21 JAN 2022 (NewsRx) — From a News Reporter Associate News Editor at Daily Veterinary News — New research into veterinary medicine is the subject of a report. According to news reports by NewsRx journalists from Frederiksberg, Denmark, the research found: “Health insurance offers many benefits to customers and veterinarians, such as based on financial challenges. However, concerns have also been raised about negative consequences, such as overuse of diagnostic tests or overtreatment.”
The news correspondents received a quote from the University of Copenhagen research: “Using an emailed online questionnaire that included a section on health insurance, we studied the relative number of insured dogs and cats being cared for by Austrian, Danish and veterinarians in the United Kingdom Kingdom (N = 636) and these veterinarians’ attitudes towards health insurance. In addition, we used a case vignette to examine whether the assumption of costs by the health insurance company can influence treatment proposals. Although veterinarians in all three countries believe that health insurance reduces stress because clients’ financial resources are less important, we found that Austrian vets are more likely to agree that health insurance is unnecessary compared to Danish and UK vets. In addition, many expressed concerns that insurance policies influence clinical decisions; and less than half supported the idea of making insurance compulsory.
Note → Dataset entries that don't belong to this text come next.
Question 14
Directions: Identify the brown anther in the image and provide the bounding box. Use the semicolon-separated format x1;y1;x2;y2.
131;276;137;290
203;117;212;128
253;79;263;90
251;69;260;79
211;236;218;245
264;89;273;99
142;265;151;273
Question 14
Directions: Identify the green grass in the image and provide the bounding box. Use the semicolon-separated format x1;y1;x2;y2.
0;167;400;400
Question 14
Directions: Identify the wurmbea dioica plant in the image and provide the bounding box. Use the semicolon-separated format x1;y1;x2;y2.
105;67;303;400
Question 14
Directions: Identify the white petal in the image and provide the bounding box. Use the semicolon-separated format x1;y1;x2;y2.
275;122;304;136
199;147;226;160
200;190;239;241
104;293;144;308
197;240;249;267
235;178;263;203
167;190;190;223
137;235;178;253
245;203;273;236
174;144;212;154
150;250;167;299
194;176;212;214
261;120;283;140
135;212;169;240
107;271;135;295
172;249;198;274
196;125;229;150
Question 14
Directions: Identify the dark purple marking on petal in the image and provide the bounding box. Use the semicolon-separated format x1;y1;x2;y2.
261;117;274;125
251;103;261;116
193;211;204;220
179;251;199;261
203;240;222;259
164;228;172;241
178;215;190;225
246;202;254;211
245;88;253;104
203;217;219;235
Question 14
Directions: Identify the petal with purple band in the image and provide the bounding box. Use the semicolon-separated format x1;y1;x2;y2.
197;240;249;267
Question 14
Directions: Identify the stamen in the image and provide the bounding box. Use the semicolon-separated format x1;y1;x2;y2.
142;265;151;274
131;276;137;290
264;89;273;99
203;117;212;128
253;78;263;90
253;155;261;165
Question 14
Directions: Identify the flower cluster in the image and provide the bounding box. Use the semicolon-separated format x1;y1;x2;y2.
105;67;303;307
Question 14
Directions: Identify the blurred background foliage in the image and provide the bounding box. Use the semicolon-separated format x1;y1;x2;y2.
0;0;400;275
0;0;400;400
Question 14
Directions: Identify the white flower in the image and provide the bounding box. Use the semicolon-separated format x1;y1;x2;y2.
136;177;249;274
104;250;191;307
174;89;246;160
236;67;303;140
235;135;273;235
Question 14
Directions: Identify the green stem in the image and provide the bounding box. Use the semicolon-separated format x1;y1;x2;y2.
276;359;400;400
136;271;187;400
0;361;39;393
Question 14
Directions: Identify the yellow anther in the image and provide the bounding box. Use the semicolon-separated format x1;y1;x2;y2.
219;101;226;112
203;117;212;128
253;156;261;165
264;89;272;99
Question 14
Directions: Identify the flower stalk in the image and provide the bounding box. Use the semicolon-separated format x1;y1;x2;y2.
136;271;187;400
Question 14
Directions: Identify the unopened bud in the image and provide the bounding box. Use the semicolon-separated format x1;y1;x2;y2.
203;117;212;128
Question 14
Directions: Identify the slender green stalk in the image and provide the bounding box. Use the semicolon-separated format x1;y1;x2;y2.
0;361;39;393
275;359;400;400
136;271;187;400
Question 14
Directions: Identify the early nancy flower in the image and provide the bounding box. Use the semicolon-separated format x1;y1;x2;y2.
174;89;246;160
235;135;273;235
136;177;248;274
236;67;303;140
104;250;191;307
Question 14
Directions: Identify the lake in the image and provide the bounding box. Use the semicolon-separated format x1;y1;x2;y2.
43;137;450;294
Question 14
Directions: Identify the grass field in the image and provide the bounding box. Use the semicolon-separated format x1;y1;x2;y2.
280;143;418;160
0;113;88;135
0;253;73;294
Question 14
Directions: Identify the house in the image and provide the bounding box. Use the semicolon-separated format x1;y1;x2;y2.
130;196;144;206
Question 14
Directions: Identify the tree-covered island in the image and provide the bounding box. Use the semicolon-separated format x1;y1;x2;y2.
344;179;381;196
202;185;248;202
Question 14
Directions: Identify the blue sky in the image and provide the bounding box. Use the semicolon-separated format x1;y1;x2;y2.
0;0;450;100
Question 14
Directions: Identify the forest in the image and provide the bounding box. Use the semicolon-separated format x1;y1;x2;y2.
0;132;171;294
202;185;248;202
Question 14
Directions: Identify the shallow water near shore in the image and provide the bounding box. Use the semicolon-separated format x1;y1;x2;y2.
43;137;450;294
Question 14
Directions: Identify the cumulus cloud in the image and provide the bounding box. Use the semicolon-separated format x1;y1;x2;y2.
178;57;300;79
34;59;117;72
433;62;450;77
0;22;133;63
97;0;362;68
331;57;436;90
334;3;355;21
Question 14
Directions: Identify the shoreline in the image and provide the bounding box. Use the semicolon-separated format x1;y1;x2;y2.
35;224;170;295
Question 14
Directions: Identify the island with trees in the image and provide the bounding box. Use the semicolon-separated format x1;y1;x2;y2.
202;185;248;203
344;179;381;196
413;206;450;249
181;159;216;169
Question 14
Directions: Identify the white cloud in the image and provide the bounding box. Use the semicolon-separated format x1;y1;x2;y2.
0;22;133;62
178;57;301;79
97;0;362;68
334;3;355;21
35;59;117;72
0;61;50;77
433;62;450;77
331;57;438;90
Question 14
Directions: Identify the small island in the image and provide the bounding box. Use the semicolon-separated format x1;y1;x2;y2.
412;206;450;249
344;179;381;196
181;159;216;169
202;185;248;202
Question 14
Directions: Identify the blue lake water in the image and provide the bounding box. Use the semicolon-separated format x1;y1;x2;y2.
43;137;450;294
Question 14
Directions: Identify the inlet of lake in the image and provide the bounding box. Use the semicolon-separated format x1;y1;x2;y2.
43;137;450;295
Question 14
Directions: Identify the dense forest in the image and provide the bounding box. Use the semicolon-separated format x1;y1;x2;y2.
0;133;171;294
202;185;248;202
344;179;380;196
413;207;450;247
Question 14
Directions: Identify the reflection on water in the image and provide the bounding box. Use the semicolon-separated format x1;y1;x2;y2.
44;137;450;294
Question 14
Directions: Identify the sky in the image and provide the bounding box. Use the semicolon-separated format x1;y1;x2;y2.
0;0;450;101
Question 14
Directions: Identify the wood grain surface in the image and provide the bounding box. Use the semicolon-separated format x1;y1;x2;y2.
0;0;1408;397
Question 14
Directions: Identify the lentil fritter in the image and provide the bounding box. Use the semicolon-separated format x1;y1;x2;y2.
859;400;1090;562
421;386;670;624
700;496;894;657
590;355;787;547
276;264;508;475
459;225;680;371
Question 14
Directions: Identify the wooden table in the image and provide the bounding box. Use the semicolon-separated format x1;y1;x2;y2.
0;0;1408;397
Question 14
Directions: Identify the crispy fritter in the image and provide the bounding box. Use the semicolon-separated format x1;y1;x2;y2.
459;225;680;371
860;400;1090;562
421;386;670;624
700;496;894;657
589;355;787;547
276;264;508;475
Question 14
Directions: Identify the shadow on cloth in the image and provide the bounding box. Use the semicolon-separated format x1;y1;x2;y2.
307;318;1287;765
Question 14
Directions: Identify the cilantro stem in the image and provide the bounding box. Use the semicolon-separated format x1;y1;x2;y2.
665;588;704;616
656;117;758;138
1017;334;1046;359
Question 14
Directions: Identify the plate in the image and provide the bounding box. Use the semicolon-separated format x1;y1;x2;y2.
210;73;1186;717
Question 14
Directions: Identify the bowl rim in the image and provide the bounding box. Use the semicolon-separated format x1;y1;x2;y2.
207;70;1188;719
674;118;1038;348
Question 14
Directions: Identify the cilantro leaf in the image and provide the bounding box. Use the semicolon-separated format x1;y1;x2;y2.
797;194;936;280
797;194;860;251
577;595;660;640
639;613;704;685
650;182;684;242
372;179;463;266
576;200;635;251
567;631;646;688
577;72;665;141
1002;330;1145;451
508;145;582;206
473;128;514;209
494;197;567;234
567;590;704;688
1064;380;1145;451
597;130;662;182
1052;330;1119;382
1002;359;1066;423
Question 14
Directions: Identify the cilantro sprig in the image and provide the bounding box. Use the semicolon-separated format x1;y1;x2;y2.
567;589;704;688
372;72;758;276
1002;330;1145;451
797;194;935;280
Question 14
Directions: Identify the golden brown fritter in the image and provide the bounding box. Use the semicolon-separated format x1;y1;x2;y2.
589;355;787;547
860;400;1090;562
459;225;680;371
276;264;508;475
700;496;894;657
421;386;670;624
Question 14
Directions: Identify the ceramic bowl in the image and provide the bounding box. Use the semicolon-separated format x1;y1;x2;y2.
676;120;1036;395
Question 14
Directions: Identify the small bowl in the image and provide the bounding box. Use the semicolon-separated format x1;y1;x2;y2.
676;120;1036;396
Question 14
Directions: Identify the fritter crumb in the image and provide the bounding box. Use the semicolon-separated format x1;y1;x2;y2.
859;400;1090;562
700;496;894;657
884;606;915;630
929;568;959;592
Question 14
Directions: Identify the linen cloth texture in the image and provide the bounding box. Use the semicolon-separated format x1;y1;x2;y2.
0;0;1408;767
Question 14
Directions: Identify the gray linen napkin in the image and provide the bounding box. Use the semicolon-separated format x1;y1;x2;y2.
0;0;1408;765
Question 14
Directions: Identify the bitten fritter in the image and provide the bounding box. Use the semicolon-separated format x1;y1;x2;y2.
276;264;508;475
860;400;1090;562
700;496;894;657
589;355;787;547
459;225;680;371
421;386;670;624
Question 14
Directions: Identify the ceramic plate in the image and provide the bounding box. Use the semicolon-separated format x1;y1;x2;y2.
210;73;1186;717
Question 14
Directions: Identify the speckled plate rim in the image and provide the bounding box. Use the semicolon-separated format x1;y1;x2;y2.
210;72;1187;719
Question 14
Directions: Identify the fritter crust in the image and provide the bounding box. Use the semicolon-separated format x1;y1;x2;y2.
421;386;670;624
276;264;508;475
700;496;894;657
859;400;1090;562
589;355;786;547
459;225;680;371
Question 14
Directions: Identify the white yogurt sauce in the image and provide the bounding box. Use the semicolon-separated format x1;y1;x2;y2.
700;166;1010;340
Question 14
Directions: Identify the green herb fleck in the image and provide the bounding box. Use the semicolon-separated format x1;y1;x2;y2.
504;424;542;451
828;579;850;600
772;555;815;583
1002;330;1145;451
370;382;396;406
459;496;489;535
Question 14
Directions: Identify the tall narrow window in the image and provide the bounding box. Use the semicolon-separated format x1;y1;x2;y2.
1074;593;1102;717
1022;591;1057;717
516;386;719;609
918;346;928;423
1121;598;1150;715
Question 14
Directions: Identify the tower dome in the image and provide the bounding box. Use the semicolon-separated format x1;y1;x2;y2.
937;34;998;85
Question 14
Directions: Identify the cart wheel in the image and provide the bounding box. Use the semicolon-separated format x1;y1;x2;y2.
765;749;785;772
A majority of veterinarians in Austria and the UK thought that insurance can lead to overuse of diagnostic tests and in the UK a majority also thought that this could lead to overtreatment. Using case vignettes, we found that veterinarians were significantly more likely to suggest a CT scan to a client with an insured animal, as opposed to a client with stated financial limitations. Also, UK veterinarians were more likely to recommend a CT scan to a client with an insured animal than to a client without insurance. In summary, we found that veterinarians are generally in favor of health insurance and that greater coverage can increase the cost of veterinary care.”
According to the news reporters, the research concluded, “Our findings also raise a potential ethical challenge for health insurance, causing differential access to clinical care for patients.”
This research has been peer reviewed.
For more information on this study see: Comparing veterinarians’ attitudes towards and the potential impact of pet health insurance in Austria, Denmark and the UK. Veterinary Record, 2022. Veterinary Record can be contacted at: Wiley, 111 River St, Hoboken 07030-5774, NJ, USA. (BMJ Publishing Group – http://group.bmj.com/; Veterinary Record – http://veterinaryrecord.bmj.com/)
Our news journalists report that you can get additional information by contacting Thomas Böker Lund, Department of Food and Resource Economics, University of Copenhagen, Frederiksberg, Denmark. Other authors of this research are Svenja Springer, Herwig Grimm, Annemarie T. Kristensen, Sandra A. Corr and Peter Sandoe.
Contact information for the publisher of the Veterinary Record journal is: Wiley, 111 River St, Hoboken 07030-5774, NJ, USA.
(Our reports provide fact-based news about research and discoveries from around the world.)